(broken ceramic sample after a compression test - via Sylvain Deville generated by OpenAI)
Inspired by this twitter thread - https://twitter.com/DevilleSy/status/1567412785897676800?s=20&t=CcZeMymoXFtaRliENhytUA I was wondering what it would look like when researchers start to use new image generation tools to manipulate or fabricate data.
I don't have a good way to even know how to get data on whether this is happening yet, but at the moment I would guess it's not happening a lot yet as these tools have only been generally available for about two or three months.
Dumb image manipulation is rife, and is often done with copying and pasting. I do think that these tools will make those kinds of manipulations much easier (see this for an example of how that might work https://old.reddit.com/r/StableDiffusion/comments/wyduk1/show_rstablediffusion_integrating_sd_in_photoshop/)

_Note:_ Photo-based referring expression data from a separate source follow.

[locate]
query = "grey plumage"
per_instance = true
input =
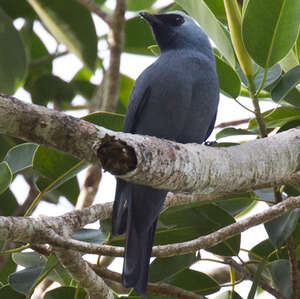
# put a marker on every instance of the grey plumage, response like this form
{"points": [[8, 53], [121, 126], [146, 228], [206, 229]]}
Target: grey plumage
{"points": [[175, 98]]}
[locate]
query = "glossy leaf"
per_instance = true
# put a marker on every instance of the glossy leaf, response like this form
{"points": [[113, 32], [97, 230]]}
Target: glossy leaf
{"points": [[8, 204], [236, 204], [50, 88], [266, 250], [64, 293], [62, 20], [194, 281], [233, 132], [286, 84], [8, 292], [280, 228], [138, 37], [280, 271], [229, 295], [5, 176], [277, 117], [20, 156], [162, 268], [139, 5], [229, 81], [13, 61], [23, 281], [90, 235], [268, 37], [203, 15], [7, 268]]}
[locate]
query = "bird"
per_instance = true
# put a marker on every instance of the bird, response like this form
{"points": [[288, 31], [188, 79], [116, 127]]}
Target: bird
{"points": [[175, 98]]}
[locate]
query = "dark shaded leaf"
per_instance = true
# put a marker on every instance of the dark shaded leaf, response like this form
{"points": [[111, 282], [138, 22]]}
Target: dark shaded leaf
{"points": [[20, 156], [13, 61], [286, 84], [62, 20], [280, 228], [230, 83]]}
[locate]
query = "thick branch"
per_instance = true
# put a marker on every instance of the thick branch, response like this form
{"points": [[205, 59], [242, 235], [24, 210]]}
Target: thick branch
{"points": [[162, 164], [52, 229]]}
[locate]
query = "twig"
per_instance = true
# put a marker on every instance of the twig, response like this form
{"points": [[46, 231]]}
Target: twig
{"points": [[232, 123], [93, 7], [111, 87], [156, 288]]}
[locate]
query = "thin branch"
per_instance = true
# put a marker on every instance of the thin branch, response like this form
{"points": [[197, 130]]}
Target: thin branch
{"points": [[293, 267], [232, 123], [248, 275], [110, 96], [51, 230], [83, 274], [93, 7], [156, 288]]}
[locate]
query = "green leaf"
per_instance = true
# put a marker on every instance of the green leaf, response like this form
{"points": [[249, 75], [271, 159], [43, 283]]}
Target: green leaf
{"points": [[268, 37], [277, 117], [264, 250], [280, 228], [65, 292], [162, 268], [233, 132], [230, 83], [23, 281], [71, 24], [280, 271], [7, 268], [203, 15], [229, 295], [50, 88], [109, 120], [218, 9], [13, 62], [8, 292], [90, 235], [8, 204], [5, 176], [138, 37], [20, 156], [139, 5], [194, 281], [286, 84]]}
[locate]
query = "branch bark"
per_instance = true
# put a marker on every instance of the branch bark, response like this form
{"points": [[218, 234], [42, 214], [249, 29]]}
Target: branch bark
{"points": [[162, 164]]}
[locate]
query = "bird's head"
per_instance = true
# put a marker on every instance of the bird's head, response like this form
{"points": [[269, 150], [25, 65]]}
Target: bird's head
{"points": [[176, 30]]}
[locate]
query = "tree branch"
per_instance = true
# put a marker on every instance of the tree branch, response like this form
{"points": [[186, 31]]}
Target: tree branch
{"points": [[52, 229]]}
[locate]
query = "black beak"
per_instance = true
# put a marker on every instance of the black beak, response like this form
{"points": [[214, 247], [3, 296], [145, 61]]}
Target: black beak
{"points": [[151, 19]]}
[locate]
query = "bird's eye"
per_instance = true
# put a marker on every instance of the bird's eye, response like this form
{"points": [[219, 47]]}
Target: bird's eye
{"points": [[179, 20]]}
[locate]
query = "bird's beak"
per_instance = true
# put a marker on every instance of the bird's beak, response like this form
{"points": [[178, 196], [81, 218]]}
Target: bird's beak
{"points": [[151, 19]]}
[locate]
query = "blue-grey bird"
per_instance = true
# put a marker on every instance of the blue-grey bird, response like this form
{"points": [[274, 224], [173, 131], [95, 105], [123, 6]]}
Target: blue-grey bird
{"points": [[175, 98]]}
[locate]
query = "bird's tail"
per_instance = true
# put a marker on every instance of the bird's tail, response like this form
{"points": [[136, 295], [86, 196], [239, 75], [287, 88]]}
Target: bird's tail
{"points": [[137, 258]]}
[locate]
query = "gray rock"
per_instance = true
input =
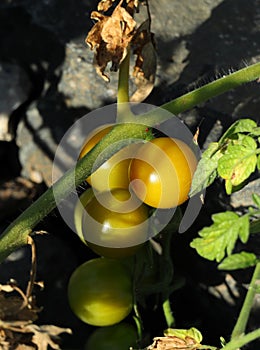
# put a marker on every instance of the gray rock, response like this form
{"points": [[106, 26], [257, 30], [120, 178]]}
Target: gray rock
{"points": [[79, 82], [15, 87]]}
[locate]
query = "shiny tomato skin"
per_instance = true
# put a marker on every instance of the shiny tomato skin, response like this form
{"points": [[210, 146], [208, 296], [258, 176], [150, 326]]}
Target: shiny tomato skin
{"points": [[114, 172], [115, 224], [82, 201], [100, 292], [161, 172], [121, 336]]}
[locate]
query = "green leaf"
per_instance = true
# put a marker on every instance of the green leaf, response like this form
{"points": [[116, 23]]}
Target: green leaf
{"points": [[220, 238], [240, 126], [193, 333], [258, 163], [256, 199], [255, 226], [206, 171], [238, 162], [255, 132], [241, 260]]}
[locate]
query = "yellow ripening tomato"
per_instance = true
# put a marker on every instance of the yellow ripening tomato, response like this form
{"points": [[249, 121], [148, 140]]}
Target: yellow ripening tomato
{"points": [[100, 292], [114, 172], [161, 172], [115, 223]]}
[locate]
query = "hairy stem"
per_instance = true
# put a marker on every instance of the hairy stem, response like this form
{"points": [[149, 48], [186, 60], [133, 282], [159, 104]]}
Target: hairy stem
{"points": [[242, 320], [206, 92], [237, 343], [16, 234]]}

I think they will certainly be used as part of generating papers for paper mills, but the underlying economic driver of creating fake papers that way is not going to change much as a result of the existence of these tools. They may make it easier for fake papers to get past image manipulation checks, but we don't have a huge number of these kinds of checks in place at the moment in any case.
I think It will be more about the researchers who are already doing things they should not, and they will find that they can get away with that a little bit more easily than before.
So I see it as adding to a general small scale erosion, but not a catastrophic change, in how we deal with misconduct in science. When researchers publish work that can't be reproduced, if that work becomes critical to a main line of future investigation, the fraud will emerge though inability to replicate their original work. It just may take a bit longer to uncover this kind of fraud, but I don't think in the long run that it is going to be a huge problem.